As a blue-collared young professional, whenever my colleagues and I are fortunate enough to attend a game, we find ourselves trudging up endless flights of stairs staring wearily at a ticket that reminds us we belong in the 300s. Much like Gerard Butler’s movie, our 300 experience is fraught with perils like overweight, under-clothed freaks, dangerous projectiles, and the chance of falling over a ledge to our death.
We do, however, embrace the overwhelming level of true fan support up in the thin air, and are afforded the luxury of avoiding some of the most irritating elements of watching the game at home:
– The game is on TNT. Giving me Ernie, Kenny and Charles before the game and Reggie Miller during it is like going to a restaurant where Scarlett Johansson is the hostess and Courtney Love is your waitress. Reggie and Courtney both peaked in the 90’s, were only good from long range, and are the one sexual encounter thousands of men regret most. I don’t want to deal with either of them while I’m eating.
– The game is in Miami or LA and you are water-boarded into seeing immeasurable amounts of douche-baggery in the form of indoor sunglasses. A fashion choice that seemed contained in Euro clubs has become a courtside epidemic, rendering everything our grandfathers fought for meaningless. We throw Vujacic and Gasol onto the court for five minutes and every t-shirt and pair of jeans starts to auto-shrink like Marty McFly’s jacket in 2015.

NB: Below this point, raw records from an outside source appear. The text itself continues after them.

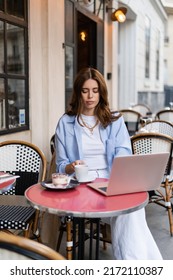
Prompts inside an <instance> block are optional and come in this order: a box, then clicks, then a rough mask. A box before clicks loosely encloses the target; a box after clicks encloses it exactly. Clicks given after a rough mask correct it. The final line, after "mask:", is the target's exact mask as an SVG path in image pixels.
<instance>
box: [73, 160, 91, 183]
mask: <svg viewBox="0 0 173 280" xmlns="http://www.w3.org/2000/svg"><path fill="white" fill-rule="evenodd" d="M75 174H76V179H77V180H78V181H79V182H84V181H85V180H87V178H88V165H86V164H77V165H75Z"/></svg>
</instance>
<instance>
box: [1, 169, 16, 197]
mask: <svg viewBox="0 0 173 280" xmlns="http://www.w3.org/2000/svg"><path fill="white" fill-rule="evenodd" d="M0 174H4V173H2V172H0ZM15 182H16V179H9V180H8V181H6V182H2V183H1V180H0V194H1V193H3V192H5V191H7V190H9V189H10V188H12V187H13V186H14V184H15Z"/></svg>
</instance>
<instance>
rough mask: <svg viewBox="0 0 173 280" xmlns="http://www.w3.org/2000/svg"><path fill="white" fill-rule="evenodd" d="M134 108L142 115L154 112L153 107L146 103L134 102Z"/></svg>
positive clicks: (132, 107) (143, 115)
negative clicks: (151, 107) (135, 103)
mask: <svg viewBox="0 0 173 280" xmlns="http://www.w3.org/2000/svg"><path fill="white" fill-rule="evenodd" d="M132 109H133V110H135V111H137V112H139V113H140V114H141V115H142V117H146V116H149V115H151V114H152V112H151V109H150V108H149V107H148V106H147V105H145V104H140V103H138V104H134V105H133V106H132Z"/></svg>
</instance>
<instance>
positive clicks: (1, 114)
mask: <svg viewBox="0 0 173 280" xmlns="http://www.w3.org/2000/svg"><path fill="white" fill-rule="evenodd" d="M3 129H5V86H4V79H0V131H1V130H3Z"/></svg>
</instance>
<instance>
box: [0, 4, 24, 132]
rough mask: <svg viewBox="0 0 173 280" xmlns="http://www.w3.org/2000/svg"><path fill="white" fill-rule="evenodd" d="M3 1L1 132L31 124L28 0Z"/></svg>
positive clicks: (1, 49) (0, 59)
mask: <svg viewBox="0 0 173 280" xmlns="http://www.w3.org/2000/svg"><path fill="white" fill-rule="evenodd" d="M4 3H5V5H4V11H3V12H2V11H1V12H0V134H5V133H9V132H10V133H12V132H16V131H21V130H26V129H28V127H29V108H28V102H29V97H28V69H27V67H26V65H28V63H27V62H28V41H27V32H28V30H27V28H28V23H27V22H26V21H25V20H24V14H26V11H27V6H26V5H27V0H14V1H13V0H4ZM1 4H2V1H1V0H0V7H2V5H1ZM14 15H15V17H14Z"/></svg>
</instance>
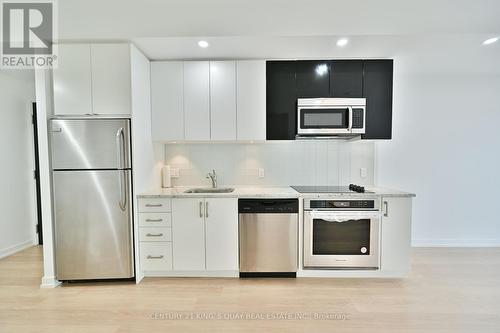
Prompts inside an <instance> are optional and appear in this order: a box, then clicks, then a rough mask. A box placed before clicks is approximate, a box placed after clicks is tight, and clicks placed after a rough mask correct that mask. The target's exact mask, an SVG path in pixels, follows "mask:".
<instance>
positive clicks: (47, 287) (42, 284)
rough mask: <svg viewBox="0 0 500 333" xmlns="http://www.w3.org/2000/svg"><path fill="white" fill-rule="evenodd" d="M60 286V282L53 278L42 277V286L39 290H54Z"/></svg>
mask: <svg viewBox="0 0 500 333" xmlns="http://www.w3.org/2000/svg"><path fill="white" fill-rule="evenodd" d="M59 285H61V282H60V281H58V280H57V279H56V277H55V276H44V277H42V284H40V288H56V287H59Z"/></svg>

The latter has become more problematic because we can always simply watch our local broadcast to eliminate the drivel. We get it, you scored second row tickets behind the opposing bench through your dad’s firm and he is heading down to Montenegro yielding two extra tickets. You invite your best friend and the hottest girl either of you are acquaintances with. As a result of the overwhelming offer they are not only too jaded to offer realistic advice, but are obligated to approve of the evening’s attire. As a result you enter the stadium with your go-to acid-wash jeans, extra medium Tee and lightly tinted, oversized shades just in time for the 8 p.m. tipoff. At this point, this three-headed dragon has used every media vehicle to let the world know they will be on TV for every timeout, panned bench shot and breakdown of attending celebrities. For the extra fortunate, they are posted up behind the scorers table and get prime face-time, competing only with the even hotter girl texting the entire night and Frank Caliendo product placement trucker hats.

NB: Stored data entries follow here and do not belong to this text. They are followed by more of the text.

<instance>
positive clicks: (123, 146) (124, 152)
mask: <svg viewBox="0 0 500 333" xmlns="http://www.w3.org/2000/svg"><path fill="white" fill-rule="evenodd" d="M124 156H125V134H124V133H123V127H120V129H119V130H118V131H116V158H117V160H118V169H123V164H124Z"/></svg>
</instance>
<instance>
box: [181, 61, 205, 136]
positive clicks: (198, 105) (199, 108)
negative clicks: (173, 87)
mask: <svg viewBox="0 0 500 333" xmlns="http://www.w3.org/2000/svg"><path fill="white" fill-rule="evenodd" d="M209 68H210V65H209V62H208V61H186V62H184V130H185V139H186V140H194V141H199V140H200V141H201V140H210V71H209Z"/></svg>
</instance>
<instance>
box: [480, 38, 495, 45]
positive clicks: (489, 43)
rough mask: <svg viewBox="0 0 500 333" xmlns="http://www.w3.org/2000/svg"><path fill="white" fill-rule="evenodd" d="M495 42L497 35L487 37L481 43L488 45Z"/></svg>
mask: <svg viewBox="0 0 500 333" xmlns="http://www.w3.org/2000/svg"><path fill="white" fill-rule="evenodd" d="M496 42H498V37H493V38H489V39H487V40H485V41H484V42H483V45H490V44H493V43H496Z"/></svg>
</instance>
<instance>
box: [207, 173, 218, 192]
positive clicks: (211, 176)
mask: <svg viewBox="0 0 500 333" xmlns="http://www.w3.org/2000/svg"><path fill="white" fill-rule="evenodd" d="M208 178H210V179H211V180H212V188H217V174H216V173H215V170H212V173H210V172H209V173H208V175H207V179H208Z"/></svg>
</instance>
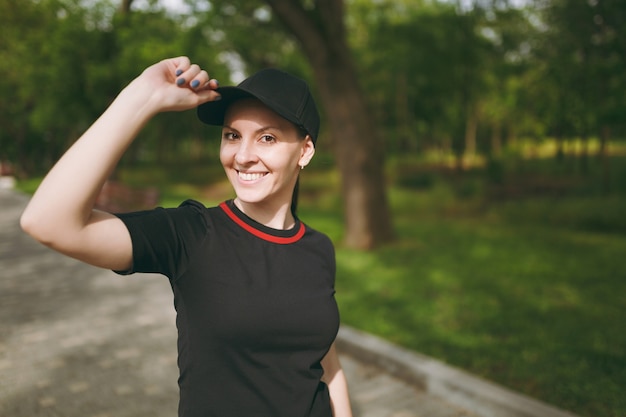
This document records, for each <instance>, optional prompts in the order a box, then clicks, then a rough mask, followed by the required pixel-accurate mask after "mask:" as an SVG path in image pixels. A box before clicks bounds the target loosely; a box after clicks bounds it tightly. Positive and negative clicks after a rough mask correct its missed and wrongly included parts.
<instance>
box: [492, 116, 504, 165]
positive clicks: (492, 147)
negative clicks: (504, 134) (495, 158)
mask: <svg viewBox="0 0 626 417" xmlns="http://www.w3.org/2000/svg"><path fill="white" fill-rule="evenodd" d="M490 151H491V155H492V157H494V158H499V157H500V156H502V127H501V125H500V122H496V123H494V125H493V126H492V129H491V149H490Z"/></svg>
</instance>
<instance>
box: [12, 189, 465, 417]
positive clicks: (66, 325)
mask: <svg viewBox="0 0 626 417" xmlns="http://www.w3.org/2000/svg"><path fill="white" fill-rule="evenodd" d="M27 201H28V199H27V197H26V196H24V195H22V194H19V193H17V192H14V191H11V190H6V189H0V416H2V417H40V416H41V417H48V416H50V417H52V416H54V417H131V416H132V417H143V416H151V417H173V416H175V415H176V409H177V402H178V387H177V384H176V379H177V375H178V369H177V366H176V328H175V323H174V320H175V313H174V309H173V306H172V295H171V289H170V287H169V284H168V282H167V280H166V279H165V278H163V277H160V276H154V275H140V274H137V275H134V276H130V277H120V276H117V275H115V274H113V273H112V272H110V271H105V270H101V269H97V268H93V267H90V266H88V265H84V264H82V263H80V262H77V261H75V260H73V259H69V258H66V257H64V256H61V255H59V254H56V253H55V252H53V251H51V250H49V249H48V248H45V247H43V246H42V245H40V244H38V243H36V242H34V241H33V240H32V239H31V238H30V237H28V236H26V235H25V234H24V233H23V232H21V230H20V229H19V226H18V219H19V216H20V214H21V212H22V210H23V209H24V206H25V205H26V203H27ZM341 357H342V363H343V366H344V369H345V371H346V374H347V377H348V381H349V386H350V392H351V399H352V402H353V408H354V412H355V417H460V416H466V417H471V416H475V415H474V414H470V413H469V412H467V411H465V410H463V409H459V408H458V407H455V406H453V405H452V404H449V403H447V402H445V401H444V400H442V399H440V398H437V397H435V396H432V395H429V394H427V393H425V392H424V391H423V390H421V389H420V388H418V387H415V386H412V385H410V384H407V383H405V382H403V381H401V380H399V379H397V378H394V377H393V376H391V375H390V374H388V373H386V372H384V371H383V370H381V369H379V368H376V367H374V366H372V365H368V364H366V363H363V362H361V361H359V360H356V359H354V358H353V357H350V356H348V355H345V354H342V355H341ZM234 417H237V416H234Z"/></svg>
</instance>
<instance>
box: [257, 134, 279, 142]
mask: <svg viewBox="0 0 626 417" xmlns="http://www.w3.org/2000/svg"><path fill="white" fill-rule="evenodd" d="M261 142H263V143H274V142H276V138H275V137H274V136H272V135H263V136H261Z"/></svg>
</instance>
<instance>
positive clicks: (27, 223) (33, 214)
mask: <svg viewBox="0 0 626 417" xmlns="http://www.w3.org/2000/svg"><path fill="white" fill-rule="evenodd" d="M20 227H21V228H22V230H23V231H24V232H25V233H26V234H27V235H29V236H31V237H32V238H33V239H35V240H37V241H38V242H40V243H43V244H44V245H46V246H52V245H53V244H54V237H53V236H54V233H52V232H51V231H50V229H51V227H50V224H48V222H46V221H45V220H44V219H43V216H40V215H36V214H35V213H32V212H31V211H30V210H28V209H26V210H25V211H24V212H23V213H22V216H21V217H20Z"/></svg>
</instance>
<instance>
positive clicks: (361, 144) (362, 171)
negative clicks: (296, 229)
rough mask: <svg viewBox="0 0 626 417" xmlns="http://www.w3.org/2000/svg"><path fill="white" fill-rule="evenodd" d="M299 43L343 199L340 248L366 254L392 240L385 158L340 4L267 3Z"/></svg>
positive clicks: (272, 2)
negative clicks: (366, 95) (344, 234)
mask: <svg viewBox="0 0 626 417" xmlns="http://www.w3.org/2000/svg"><path fill="white" fill-rule="evenodd" d="M266 2H267V3H268V4H269V5H270V6H271V7H272V9H273V10H274V12H275V13H276V15H277V16H278V17H279V18H280V20H281V21H282V22H283V24H284V25H285V26H286V27H287V28H288V29H289V30H290V31H291V32H292V34H293V35H294V36H295V37H296V38H297V39H298V40H299V42H300V44H301V45H302V47H303V50H304V52H305V54H306V56H307V58H308V59H309V61H310V63H311V66H312V68H313V71H314V74H315V81H316V86H317V91H318V92H319V95H320V99H321V103H322V105H323V108H324V109H325V110H326V112H325V115H326V120H327V121H328V123H329V127H330V129H329V130H328V131H329V132H330V135H331V137H332V138H331V140H332V145H333V149H334V152H335V155H336V159H337V166H338V168H339V171H340V173H341V179H342V192H343V197H344V217H345V224H346V230H345V237H344V240H345V244H346V245H347V246H349V247H353V248H360V249H371V248H373V247H375V246H376V245H378V244H380V243H383V242H386V241H389V240H391V239H392V236H393V233H392V222H391V217H390V210H389V204H388V201H387V194H386V181H385V175H384V152H383V145H382V140H381V139H380V136H379V133H378V132H377V129H376V126H375V123H374V120H373V119H374V118H373V117H372V112H371V111H370V110H369V109H368V108H367V107H368V106H367V102H366V99H365V96H364V94H363V92H362V91H361V88H360V86H359V84H358V81H357V74H356V70H355V68H354V63H353V61H352V58H351V56H352V55H351V51H350V50H349V48H348V44H347V39H346V34H345V27H344V21H343V19H344V3H343V0H318V1H317V2H315V3H314V4H315V5H316V6H315V8H314V9H311V10H308V9H307V10H305V9H304V7H303V6H302V4H301V2H300V1H298V0H266Z"/></svg>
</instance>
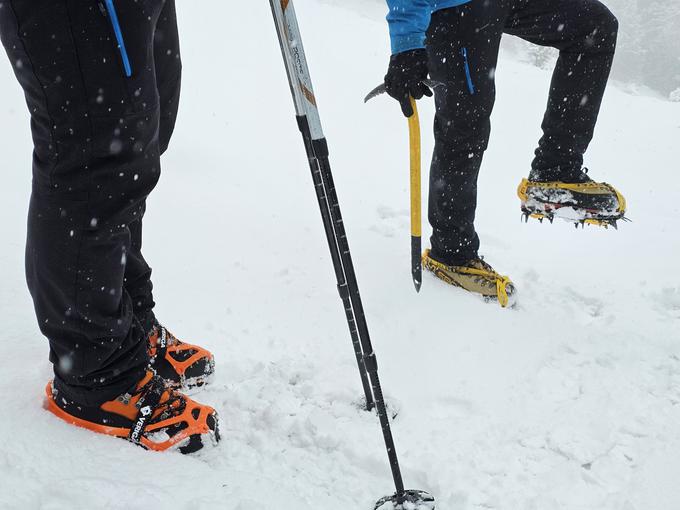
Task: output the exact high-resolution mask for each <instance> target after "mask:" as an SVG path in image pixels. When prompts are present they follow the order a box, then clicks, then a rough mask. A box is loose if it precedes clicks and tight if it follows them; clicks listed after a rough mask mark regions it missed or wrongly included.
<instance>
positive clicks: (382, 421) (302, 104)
mask: <svg viewBox="0 0 680 510" xmlns="http://www.w3.org/2000/svg"><path fill="white" fill-rule="evenodd" d="M269 3H270V4H271V7H272V12H273V15H274V20H275V22H276V29H277V32H278V36H279V43H280V45H281V51H282V54H283V60H284V63H285V65H286V71H287V73H288V80H289V84H290V87H291V92H292V95H293V100H294V102H295V110H296V114H297V120H298V125H299V128H300V131H301V133H302V136H303V139H304V143H305V149H306V150H307V157H308V159H309V165H310V168H311V171H312V178H313V180H314V186H315V188H316V193H317V198H318V199H319V205H320V208H321V216H322V218H323V221H324V227H325V228H326V237H327V239H328V244H329V247H330V251H331V257H332V259H333V264H334V267H335V272H336V276H337V279H338V289H339V291H340V297H341V298H342V301H343V303H344V305H345V312H346V315H347V321H348V324H349V328H350V333H351V335H352V341H353V343H354V347H355V353H356V354H357V363H358V366H359V371H360V373H361V379H362V383H363V384H364V390H365V392H366V401H367V403H369V408H370V407H371V405H370V403H371V402H374V403H375V406H376V408H377V412H378V417H379V418H380V424H381V426H382V431H383V437H384V440H385V445H386V447H387V454H388V457H389V461H390V466H391V469H392V476H393V478H394V483H395V486H396V489H397V495H398V496H399V498H400V499H403V498H402V495H404V494H405V491H404V484H403V481H402V476H401V471H400V468H399V461H398V459H397V453H396V449H395V446H394V440H393V437H392V431H391V429H390V422H389V418H388V416H387V411H386V409H385V401H384V397H383V393H382V389H381V386H380V379H379V377H378V366H377V362H376V357H375V353H374V352H373V347H372V345H371V340H370V337H369V334H368V327H367V325H366V317H365V314H364V309H363V305H362V303H361V296H360V295H359V288H358V285H357V281H356V275H355V272H354V266H353V264H352V257H351V255H350V251H349V244H348V242H347V236H346V234H345V227H344V224H343V221H342V215H341V213H340V205H339V204H338V197H337V194H336V191H335V185H334V183H333V176H332V173H331V167H330V162H329V159H328V156H329V154H328V145H327V143H326V139H325V137H324V134H323V129H322V128H321V120H320V117H319V111H318V108H317V104H316V98H315V96H314V91H313V88H312V82H311V78H310V74H309V69H308V67H307V61H306V59H305V54H304V48H303V46H302V40H301V37H300V31H299V28H298V24H297V19H296V16H295V10H294V7H293V3H292V1H290V0H269ZM357 333H358V338H357ZM366 374H368V378H369V379H370V388H367V387H366ZM371 390H372V396H371ZM400 503H401V501H400Z"/></svg>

While the ratio is absurdly in favor of non-daywalkers, there is a guarantee that big name, primetime games will attract at least 12-17 of these folk, not named Jack Nicholson. There is an understanding that cities like Miami and LA carry extreme cultural differences compared to Middle America or your less glamorous city, but saying it’s OK to wear sleeveless shirts and sunglasses at a hoops game is like saying 2012 was this years Hurt Locker. Sidenote, like many things, there are tolerances. Example: an overweight fellow wearing a sleeveless “Beat LA” tee with chest lettuce poking out of the top is very much more adored then the shaved, tanned up gym rat sporting a deep vee with dragons and card suits plastered all over. This falls into the same principals as using “their”, “they’re” and “there”, sound the same, but much different.
In review; we have seen fads and trends come and go, some leaving as quickly as they swept in but these newly acquired Heat fans are vandalizing several unwritten rules. Yes, the notion that Miami is more of a novelty act then an actual fanbase may be known to even the casual sports followers makes them an even bigger target. And yes, Heat home games are a Joan Rivers short of being a red carpet event. Can’t we form our own, smaller tea-party rallying for the end of sunglass-wearer-at basketball guy/gal?
Now excuse me while I go work on this wheatgrass latte.